Leaving our car at the Halte on the Menin Road, we essayed the route past Cavan's House that I had travelled a couple of days before with Bretherton.

Bang! bang! bang! bang! went a quartette of shrapnel just ahead.

"I don't think much of your route," said Nicholson.

"I'll change it with alacrity," said I. "Which way shall we go?"

"I know an old route that we followed in the days of the fighting last autumn," Wheeler volunteered. "If we push down the Menin Road to a point near Hooge, and then turn off, we can't get far wrong."

"Lot of French were hit in Hooge yesterday," I reminded him. "The Huns shell it two or three times every day, so best not go too close to it."

We tramped down to the foot of the hill that led up to the ruins of what was once Hooge, then passed through a demolished farm. For a hundred yards, at every step, we sank knee-deep in the foul, slimy mud.

Then we wound over trenches which were nearly inundated, and through barbed wire entanglements that seemed to become more impassable as they lost their original form, until at last, covered in perspiration, we reached a dense wood.

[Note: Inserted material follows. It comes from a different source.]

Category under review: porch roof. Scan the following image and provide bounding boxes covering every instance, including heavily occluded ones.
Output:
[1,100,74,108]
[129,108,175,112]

A tiny creek ran deep through a sharp cutting, in the sheer banks of which the French gunners had burrowed like rabbits. Battery on battery of "75's" were hidden in the forest. Each gun was surrounded by a little hut of mud and leaves, an aperture left for each slim, blue-grey muzzle. We passed the first of these batteries without seeing it. Close behind us it opened fire, causing me to jump as if I had been shot. Before we left the wood, three other batteries went into action about us. The din was terrific, but the sound of the shells racing overhead was most fascinating. Each gun crew had cleared a neat line of fire in the tree-tops in front of its position.